Categorical Spectralism: Eigenvalue Spectrum of Large-Cap Equity Returns Reveals Low-Rank Factor Structure

Question

Does the eigenvalue spectrum of large-cap equity returns exhibit a low-rank structure (few dominant factors) consistent with categorical equivalence classes, or does it approach the Marchenko-Pastur random-matrix null (no meaningful common structure)?

Method

Principal component analysis was performed on the return correlation matrix of 13 large-cap U.S. equities (AAPL, AMZN, BAC, CVX, GOOGL, JNJ, JPM, KO, MSFT, NVDA, PEP, PFE, XOM) over the period 2010-01-01 through 2024-12-31, yielding 3,772 daily observations. The data source is yfinance daily adjusted-close returns. The eigenvalue spectrum was compared against the Marchenko-Pastur (MP) distribution, which characterizes the eigenvalue distribution of a random correlation matrix with no underlying factor structure. Under the MP null, eigenvalues arise purely from sampling noise when correlations are zero in the population. The MP bounds depend on the ratio q = n_assets / n_obs = 13 / 3772 = 0.003, yielding an upper bound of 1.1209 and a lower bound of 0.886. Eigenvalues exceeding the upper bound are statistically distinguishable from random-matrix noise and indicate the presence of genuine common factors. The analysis was repeated on a rolling per-calendar-year basis (in-sample within each year) to assess time variation in the number of significant factors.

Result

The full-sample eigenvalue spectrum exhibits clear departure from the Marchenko-Pastur null. The top ten eigenvalues are 5.8867, 1.6483, 1.235, 0.7523, 0.6741, 0.5584, 0.4915, 0.4329, 0.3911, and 0.342. Three eigenvalues exceed the MP upper bound of 1.1209, establishing the presence of three statistically significant common factors. The first eigenvalue (5.8867) is more than five times the MP threshold, indicating a dominant market-wide factor. The second (1.6483) and third (1.235) eigenvalues also lie well above the noise floor, confirming a low-rank structure.

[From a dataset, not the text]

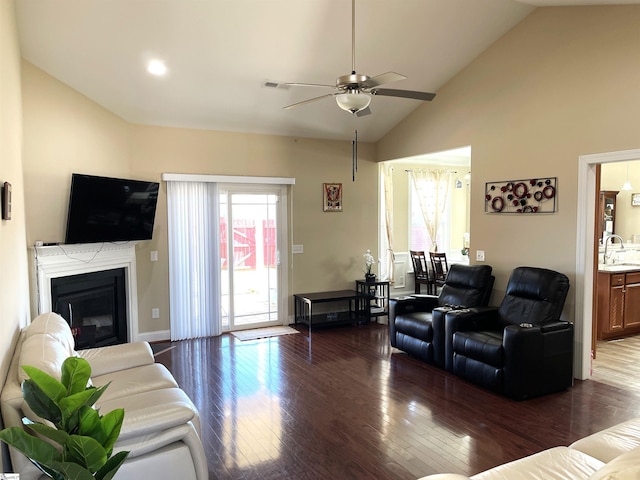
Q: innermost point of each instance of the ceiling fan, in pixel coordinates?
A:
(354, 91)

The top factor explains 45.28% of total variance; the three significant factors together explain 67.46% of variance. This concentration is inconsistent with the random-matrix null, under which variance would be diffusely distributed across all eigenvalues near unity.

Factor loadings reveal economic interpretation. The first factor loads most heavily on JPM (−0.315), MSFT (−0.308), and BAC (−0.301), suggesting a broad market or financial-sector component. The second factor loads most heavily on AMZN (−0.424), NVDA (−0.379), and GOOGL (−0.346), consistent with a technology or growth-stock factor. (Sign convention is arbitrary in PCA; the magnitude and relative ordering of loadings carry the economic content.)

The rolling per-year analysis shows time variation in factor count. From 2010 through 2015, only one significant factor was detected each year. In 2016, the count rose to two. From 2017 onward, the count fluctuated between two and three, settling at three factors in each of 2017, 2021, 2022, 2023, and 2024. The increase in significant factor count after 2016 coincides with rising market dispersion and the emergence of distinct sector rotations (technology outperformance, energy volatility, financials' sensitivity to rate cycles). The year 2020 (two factors) reflects the pandemic-driven collapse of cross-sectional variance into a single dominant risk-off mode, followed by re-emergence of multi-factor structure in 2021.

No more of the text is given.